Ce processus pourrait prendre deux semaines.

Me Rochon a annoncé que si le recours collectif était autorisé, il ferait la preuve que les 53 entités mises en cause ont manqué à leurs responsabilités quant à la substance dangereuse transportée, à son identification et à son mode de transport.

«Toute l'industrie savait que le pétrole de schiste [...] est très volatil et très porté à exploser en cas d'accident», a plaidé Me Rochon. Toute l'industrie «savait que le wagon DOT-111 [le modèle impliqué dans la tragédie] n'était pas la bonne pièce d'équipement pour transporter cette substance», a-t-il ajouté.

Pour sa part, «Transports Canada a complètement échoué dans sa tâche de faire appliquer sa réglementation», a aussi dit Me Rochon.

Dans la salle d'audience, les bancs normalement réservés au public étaient occupés par de nombreux avocats représentant les 52 entreprises et individus visés par la procédure ainsi que le gouvernement. Les entreprises responsables de la chaîne de production, du transport et de la transformation du pétrole sont notamment citées.

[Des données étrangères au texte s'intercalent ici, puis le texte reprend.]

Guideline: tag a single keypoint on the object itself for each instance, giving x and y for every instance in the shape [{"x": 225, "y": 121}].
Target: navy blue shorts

Me Rochon a demandé au juge de ne pas sous-estimer l'importance des entreprises présentes dans la salle par l'entremise de leurs avocats. Il a affirmé que le magistrat ne devrait pas prêter foi à des arguments basés sur l'ignorance, parce qu'il s'agit d'entreprises «extrêmement sophistiquées» qui sont des «joueurs majeurs» dans l'industrie.

Aucun résidant présent

Un avocat de Lac-Mégantic, Daniel Larochelle, a joint ses efforts à ceux des bureaux de Montréal et de Toronto spécialisés en recours collectifs pour tenter de faire indemniser les victimes de la tragédie. Si le recours collectif est autorisé, elles seraient représentées par un homme dont la femme a péri dans la tragédie et par trois personnes qui ont perdu des immeubles.

Mis à part Me Larochelle, aucun résidant de la communauté touchée n'était présent, hier à Sherbrooke.

«On veut avoir un lien en téléconférence pour permettre aux gens de Lac-Mégantic d'assister aux débats en direct, a dit Me Larochelle. On a des problèmes parce qu'on a un nouveau palais de justice, avec une infrastructure qui n'est peut-être pas en place. [...] Mais ça se fera.»

Hier matin, le tribunal s'est attardé à un débat procédural sur l'admissibilité en preuve de certains documents. Par la suite, Me Rochon a présenté les grandes lignes de sa plaidoirie. L'audience se déroule en grande majorité en anglais.

Les avocats d'Ottawa et du Canadien Pacifique (CP) n'ont pas voulu commenter le dossier ou dire s'ils allaient s'opposer à la demande d'autorisation du recours collectif.